The Sonos for tinkerers
Ever wanted multiroom audio in perfect sync, wireless, open enough to support what ever source you throw at it, while being cheap and painless to use?
A product that lasts, and won’t be bricked or lose features over time as the manufactor feels it’s time for you to get a new one?
Ah, one could dream… Wait, it exists?
Below, an image of the box of speakers and other obsolete hifi equipment you have stored, just waiting, longing for this opportune time to be used.
Snapcast
Enter Snapcast, a fantastic project started by badaix.
“Snapcast is a multiroom client-server audio player, where all clients are time synchronized with the server to play perfectly synced audio. It’s not a standalone player, but an extension that turns your existing audio player into a Sonos-like multiroom solution.”.

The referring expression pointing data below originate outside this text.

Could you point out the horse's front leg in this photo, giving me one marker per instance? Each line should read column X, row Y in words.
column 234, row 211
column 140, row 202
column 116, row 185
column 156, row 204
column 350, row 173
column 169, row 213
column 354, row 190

Snapcast will be the main star in our setup here, and it consists of two parts. A Snapserver, and a Snapclient which will run on all of the places you want sound to play.
Both the server, and the client are able to run on all kinds of platforms, this includes smartphones, so here you might finally have a use for those dusty Android-phones you’ve horded over the decade. We will be using the Debian build here later.
Librespot (Spotify Connect), Airplay, PulseAudio, oh the possibilities…
The best thing about Snapcast is that it’s build to be extremely modular, allowing it to be configured to adapt to whatever usecase you’ll like to throw at it. The following figure from Snapcast’s readme does a good job in illustrating this:
We can use Spotify Connect to allow anyone within the household to play music on our device, Airplay for Apple users and use PulseAudio to stream audio for Linux users. This also supports anything that can play audio locally, so the possibilities for what you can play or stream to your speakers are virtually limitless.
My setup
I have Snapcast clients in four rooms of my apartment now, with two main sources to play from.
Red = Controllers, Green=Players, Yellow=Sources, Blue=Clients/Audio outputs
My Snapserver runs on Ubuntu Server 20.04 as a LXC container under Proxmox. The container is designated 15GB disk, 1 CPU (i5-2500k) core, 1GB memory and runs without a hitch.
The Snapclients all run different hardware, Hobby/Bed/Patio runs on a Raspberry Pi 2, 3 and 4 while the livingroom client runs alongside Kodi on a Intel NUC HTPC.
As for sound hardware, I used whatever I had in the room already. For the rooms that didn’t have any audio gear I invested in a HifiBerry AMP2.
HifiBerry AMP2
… and finally a use for the cheap yardsale speakers you got stashed somewhere, the ones you picked up years ago because you just could not let them go
The HifiBerry AMP2 is a audio amplifier HAT for the Raspberry Pi which allows you to connect speakers directly and adjust the amplified volume via Snapcast/ALSA.
I’ve been using the AMP2 for two of my Snapclient’s, and the experience with it has been excellent. Highly recommend it if you are looking for a amplifier to use with a small form factor, but still having enough power to fill a room with sound.